Dans la première tribu prennent place d’abord le classique lis blanc, la plante préférée de l’insecte ; puis les autres lis et les fritillaires, aliment presque aussi bien recherché ; enfin les tulipes, que la saison trop avancée ne m’a pas permis de soumettre à l’appréciation du Criocère.

 

La troisième tribu me réservait vive surprise. Le Criocère rouge a mordu, mais d’une dent très dédaigneuse, sur le feuillage de l’asperge, mets favori du Criocère champêtre et du Criocère à douze points. Il s’est repu, au contraire, avec délice du muguet (Convallaria maialis) et du sceau de Salomon (Polygonatum vulgare), l’un et l’autre si différents du lis pour tout regard non exercé aux scrupules de l’analyse botanique.

 

Il a fait mieux : il a brouté, avec toutes les apparences d’un estomac satisfait, une féroce liane, le Smilax aspera, qui s’enchevêtre dans les haies à l’aide de ses vrilles en tire-bouchon et donne, en l’arrière-saison, d’élégantes grappes de petites baies rouges, ornement des crèches de la Noël.

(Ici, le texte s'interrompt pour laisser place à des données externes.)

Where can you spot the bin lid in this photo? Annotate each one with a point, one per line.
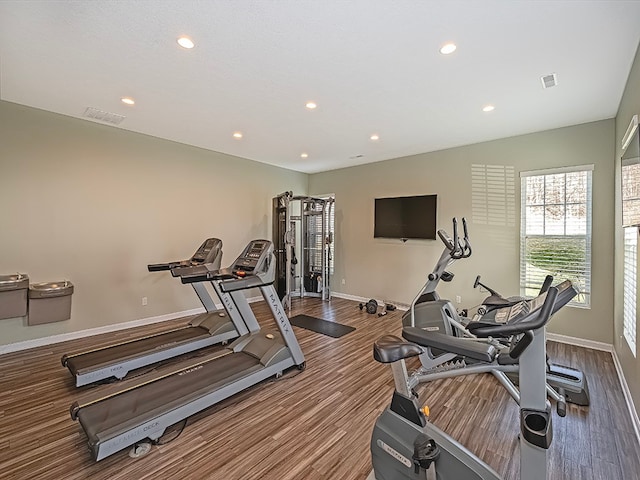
(50, 289)
(14, 281)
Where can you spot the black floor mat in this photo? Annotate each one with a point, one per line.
(332, 329)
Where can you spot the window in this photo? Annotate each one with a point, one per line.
(555, 230)
(630, 263)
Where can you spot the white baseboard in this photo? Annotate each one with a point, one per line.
(64, 337)
(627, 395)
(580, 342)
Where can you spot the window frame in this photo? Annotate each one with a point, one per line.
(584, 298)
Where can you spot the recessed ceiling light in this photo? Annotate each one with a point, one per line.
(448, 48)
(185, 42)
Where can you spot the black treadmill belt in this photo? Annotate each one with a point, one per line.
(126, 351)
(124, 412)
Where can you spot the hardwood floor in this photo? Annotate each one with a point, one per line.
(314, 424)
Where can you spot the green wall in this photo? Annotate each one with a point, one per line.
(95, 204)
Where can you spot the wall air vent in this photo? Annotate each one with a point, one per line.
(549, 81)
(102, 116)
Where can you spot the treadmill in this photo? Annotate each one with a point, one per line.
(210, 328)
(149, 404)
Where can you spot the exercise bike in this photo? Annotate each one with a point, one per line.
(431, 313)
(405, 445)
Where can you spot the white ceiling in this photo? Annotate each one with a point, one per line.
(372, 66)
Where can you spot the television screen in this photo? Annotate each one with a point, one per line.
(406, 217)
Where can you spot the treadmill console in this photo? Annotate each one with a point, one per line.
(253, 256)
(206, 253)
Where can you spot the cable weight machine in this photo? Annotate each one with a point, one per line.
(303, 239)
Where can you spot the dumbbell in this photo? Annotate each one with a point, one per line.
(371, 306)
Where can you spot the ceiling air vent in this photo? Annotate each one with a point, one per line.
(549, 81)
(103, 116)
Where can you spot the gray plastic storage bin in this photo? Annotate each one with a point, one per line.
(13, 295)
(49, 302)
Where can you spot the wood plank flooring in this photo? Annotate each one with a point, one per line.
(314, 424)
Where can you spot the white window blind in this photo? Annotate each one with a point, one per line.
(493, 194)
(630, 279)
(555, 236)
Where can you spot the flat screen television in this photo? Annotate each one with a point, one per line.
(406, 217)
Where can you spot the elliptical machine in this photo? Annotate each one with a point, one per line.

Les feuilles à développement complet sont trop dures pour lui, trop coriaces ; il lui faut les tendres sommités à feuillage naissant. Cette précaution prise, je la nourris avec le revêche buisson tout aussi bien qu’avec le lis.

 

Le smilax accepté me donne confiance dans le petit houx (Ruscus aculeatus), autre arbuste de rude constitution, admis aux joies familiales de la Noël à cause de sa belle verdure et de ses fruits rouges, semblables à de grosses perles de corail. Pour ne pas rebuter le consommateur avec un feuillage trop dur, je fais choix de jeunes pousses, venues de germination et portant encore appendue à la base la semence ronde, gourde nourricière. Mes précautions n’aboutissent pas : l’insecte refuse obstinément le petit houx, sur lequel je croyais pouvoir compter après l’acceptation du smilax.

 

Nous avons notre botanique, le Criocère a la sienne, plus subtile dans l’appréciation des affinités. Son domaine comprend deux groupes très naturels, celui du lis et celui du smilax, devenu, par les progrès de la science, famille des Smilacées. Dans ces deux groupes, il reconnaît pour siens certains genres, les plus nombreux ; il renie les autres, qui peut-être exigeraient révision avant de prendre place définitive dans le classement.

 

Le goût exclusif de l’asperge, l’un des principaux représentants des Smilacées, caractérise les deux autres Criocères, exploiteurs passionnés de l’asperge cultivée. Je les trouve aussi, assez fréquemment, sur l’asperge sauvage (Asparagus acutifolius), âpre arbuste, à longues et flexibles tiges, très rameuses, que le vigneron provençal emploie, sous le nom de roumiéu, pour faire filtre au-devant du robinet de la cuve à vendange, et empêcher le marc d’obstruer la sortie. Hors de ces deux plantes, les deux Criocères refusent tout absolument, même lorsque, en juillet, ils remontent de terre avec l’estomac famélique que leur a valu le long jeûne de la transformation. Sur la même asperge sauvage vit, dédaigneux du reste, un quatrième Criocère (Crioceris paracenthesis), le plus petit du groupe. Je ne connais pas suffisamment ses mœurs pour en dire plus long sur son compte.

 

Ces détails botaniques nous disent que les Criocères, d’éclosion précoce, en plein été, n’ont pas à redouter la famine. Si celui du lis ne trouve plus sa plante favorite, il peut brouter ici le sceau de Salomon et le smilax, ailleurs le muguet et, je n’en doute pas, quelques autres végétaux de la même famille. Les trois autres sont mieux favorisés. Leur plante nourricière est debout, toujours verte, toujours bien feuillée jusqu’à la fin de l’arrière-saison. L’asperge sauvage même, indomptable par les grands froids, se maintient en pleine vigueur toute l’année. Des ressources tardives sont d’ailleurs superflues. Après brève période d’émancipation estivale, les divers Criocères prennent leurs quartiers d’hiver, se terrent sous les feuilles mortes.